Brexit, Borghi (LN): "Verso lo smantellamento dell'area Euro: ma come verrà fatto?"

27 giugno 2016 ore 13:53, Andrea Barcariol
Intervistato da IntelligoNews, Claudio Borghi, economista ed esponente della Lega Nord, vede un "futuro molto più stabile" per la Gran Bretagna dopo la Brexit rispetto ai Paesi dell'Ue e prevede "un inevitabile effetto domino".

Brexit, borse in forte calo ma per ora nessun crollo. Narrazione falsa o ci saranno effetti sul lungo periodo?

«Avendoci lavorato a lungo, vivo in modo piuttosto distaccato le salite e le discese della borsa, che vada su e giù e reagisca con un ribasso di fronte a eventi imprevisti è la normalità. Chi ha un investimento non sapendo cosa può comportare questo evento imprevisto decide di vendere. Nessuno adesso può avere la certezza di quello che accadrà in futuro, se le avesse  farebbe i miliardi. Vedo un futuro molto più stabile per la Gran Bretagna che per il resto dell’Europa perché loro hanno un percorso chiaramente delineato, tutto il contrario di quello che dicono i fautori del disastro. Chi è uscito è già padrone del suo destino, chi rimane può essere sottoposto a tensioni di cui ancora non si sa nulla, ad esempio se dovessero uscire altri Paesi. Sono convinto che la strada inevitabile sarà quello dello smantellamento dell’area Euro, ma non è indifferente come lo si farà. Si può fare in modo molto intelligente o in modo molto cretino dal punto di vista finanziario».

Lei ha parlato di “percorso chiaro per la Gran Bretagna”, eppure Cameron ha preso tempo e parlato di negoziato in uscita solo "quando avremo un piano”. 

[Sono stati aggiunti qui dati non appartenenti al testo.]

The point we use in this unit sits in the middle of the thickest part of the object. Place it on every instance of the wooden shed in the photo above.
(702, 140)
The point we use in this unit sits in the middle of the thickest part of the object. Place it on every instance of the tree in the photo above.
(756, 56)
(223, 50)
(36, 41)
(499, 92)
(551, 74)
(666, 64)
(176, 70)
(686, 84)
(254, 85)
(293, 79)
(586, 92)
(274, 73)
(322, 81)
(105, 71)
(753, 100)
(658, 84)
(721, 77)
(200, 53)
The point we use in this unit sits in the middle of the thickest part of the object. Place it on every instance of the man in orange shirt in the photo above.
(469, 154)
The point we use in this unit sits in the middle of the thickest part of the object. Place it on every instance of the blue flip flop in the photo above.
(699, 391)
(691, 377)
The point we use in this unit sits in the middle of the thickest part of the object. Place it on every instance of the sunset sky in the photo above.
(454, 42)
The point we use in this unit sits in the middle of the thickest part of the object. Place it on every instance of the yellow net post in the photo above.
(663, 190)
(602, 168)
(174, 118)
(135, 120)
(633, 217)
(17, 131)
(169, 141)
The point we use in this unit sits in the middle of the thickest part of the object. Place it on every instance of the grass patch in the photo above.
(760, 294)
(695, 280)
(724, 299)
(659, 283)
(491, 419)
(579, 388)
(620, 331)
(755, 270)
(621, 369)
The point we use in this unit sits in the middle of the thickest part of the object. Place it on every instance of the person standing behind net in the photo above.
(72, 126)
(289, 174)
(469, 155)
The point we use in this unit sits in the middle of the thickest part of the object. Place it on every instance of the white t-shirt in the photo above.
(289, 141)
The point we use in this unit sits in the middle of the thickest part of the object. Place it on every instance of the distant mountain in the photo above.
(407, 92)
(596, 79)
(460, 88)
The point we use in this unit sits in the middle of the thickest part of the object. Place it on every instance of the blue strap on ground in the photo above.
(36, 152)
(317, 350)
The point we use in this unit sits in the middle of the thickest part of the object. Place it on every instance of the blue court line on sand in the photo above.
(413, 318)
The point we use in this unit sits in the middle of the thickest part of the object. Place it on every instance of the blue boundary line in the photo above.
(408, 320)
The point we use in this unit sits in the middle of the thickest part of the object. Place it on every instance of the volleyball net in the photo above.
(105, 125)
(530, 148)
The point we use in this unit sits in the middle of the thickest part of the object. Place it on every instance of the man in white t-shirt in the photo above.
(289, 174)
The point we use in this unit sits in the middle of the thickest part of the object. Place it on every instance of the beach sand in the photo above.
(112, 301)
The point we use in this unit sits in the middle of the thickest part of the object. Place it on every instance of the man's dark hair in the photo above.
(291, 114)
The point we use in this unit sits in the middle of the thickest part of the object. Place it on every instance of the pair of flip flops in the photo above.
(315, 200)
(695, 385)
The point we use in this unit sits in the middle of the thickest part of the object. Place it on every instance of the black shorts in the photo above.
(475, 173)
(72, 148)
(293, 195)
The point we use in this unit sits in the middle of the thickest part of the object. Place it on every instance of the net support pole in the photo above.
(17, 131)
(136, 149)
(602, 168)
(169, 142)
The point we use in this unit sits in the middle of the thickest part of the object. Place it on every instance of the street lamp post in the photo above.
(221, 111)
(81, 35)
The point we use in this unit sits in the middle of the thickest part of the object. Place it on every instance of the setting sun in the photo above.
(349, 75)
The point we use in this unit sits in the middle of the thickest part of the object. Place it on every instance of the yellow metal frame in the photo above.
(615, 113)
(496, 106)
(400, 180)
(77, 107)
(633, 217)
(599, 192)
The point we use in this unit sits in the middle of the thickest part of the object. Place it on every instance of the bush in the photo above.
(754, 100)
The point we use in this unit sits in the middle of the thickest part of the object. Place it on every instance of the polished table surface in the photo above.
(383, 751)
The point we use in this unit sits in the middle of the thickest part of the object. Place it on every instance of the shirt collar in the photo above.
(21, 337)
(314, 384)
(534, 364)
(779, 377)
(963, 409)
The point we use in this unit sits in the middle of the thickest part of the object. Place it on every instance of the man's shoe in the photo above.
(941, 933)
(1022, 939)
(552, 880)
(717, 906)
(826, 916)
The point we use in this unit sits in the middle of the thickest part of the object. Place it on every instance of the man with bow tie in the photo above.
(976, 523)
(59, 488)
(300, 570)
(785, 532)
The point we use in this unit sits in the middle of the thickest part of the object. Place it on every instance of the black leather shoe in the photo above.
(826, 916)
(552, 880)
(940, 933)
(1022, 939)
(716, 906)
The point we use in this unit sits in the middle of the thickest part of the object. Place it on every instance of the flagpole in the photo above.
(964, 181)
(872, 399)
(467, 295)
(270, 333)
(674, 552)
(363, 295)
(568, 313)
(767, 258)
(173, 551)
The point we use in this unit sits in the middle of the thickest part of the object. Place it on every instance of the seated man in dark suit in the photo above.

«Secondo me invece Cameron sta agendo in modo impeccabile, dal loro punto di vista non c’è nessuna fretta, non sono sottoposti a pressioni di alcun tipo perché hanno la gestione della loro moneta. I ricatti stile Grecia per loro non valgono, dal punto di vista del commercio non è cambiato nulla, se vogliono possono far dei negoziati, sono in una posizione forte ed essendo un Paese importatore possono già guardarsi intorno. Non capisco per quale motivo dovrebbero fare in fretta».

Brexit, Borghi (LN): 'Verso lo smantellamento dell'area Euro: ma come verrà fatto?'
Invece Germania e Francia auspicano una rapida uscita del Regno Unito. Perché?

«Dal loro punto di vista c’è più fretta, ma in tal caso spetta a loro organizzare un piano. Tanto l’andazzo è già chiaramente delineato da quello che ha detto Cameron, una partnership molto vasta come quella che ha fatto la Norvegia».

Per quanto riguarda l’Italia alcuni economisti sottolineato che ci saranno nuovi mercati da “conquistare” mentre altri evidenziano la perdita delle esportazioni nel Regno Unito, ad esempio nel settore agroalimentare. Quale dei due fattori prevarrà?

«E’ nostro interesse non sospendere il commercio con la Gran Bretagna. Le preoccupazioni ad esempio della Coldiretti confermano quello che ho detto in precedenza: il problema dell'uscita è per gli altri, non per loro. Noi siamo bravissimi a fare le cose contro il nostro interesse, vedi il caso delle sanzioni Ue alla Russia, ma non siamo mica obbligati».

La Merkel è preoccupata per l’effetto che potrà avere la “ribellione” del Regno Unito. Cosa accadrà ora?

«Secondo me l’effetto domino ci sarà in ogni caso, indipendentemente da cosa farà la Germania. L’unica cosa che potrebbe mettere un tappo sono dei comportamenti assolutamente improponibili e imprevedibili della Germania che si mette a pagare per tutti, restituisce il suo surplus, cerca di far evolvere l’Ue e accontenta tutti gli scontenti. Oggettivamente non mi sembra molto credibile».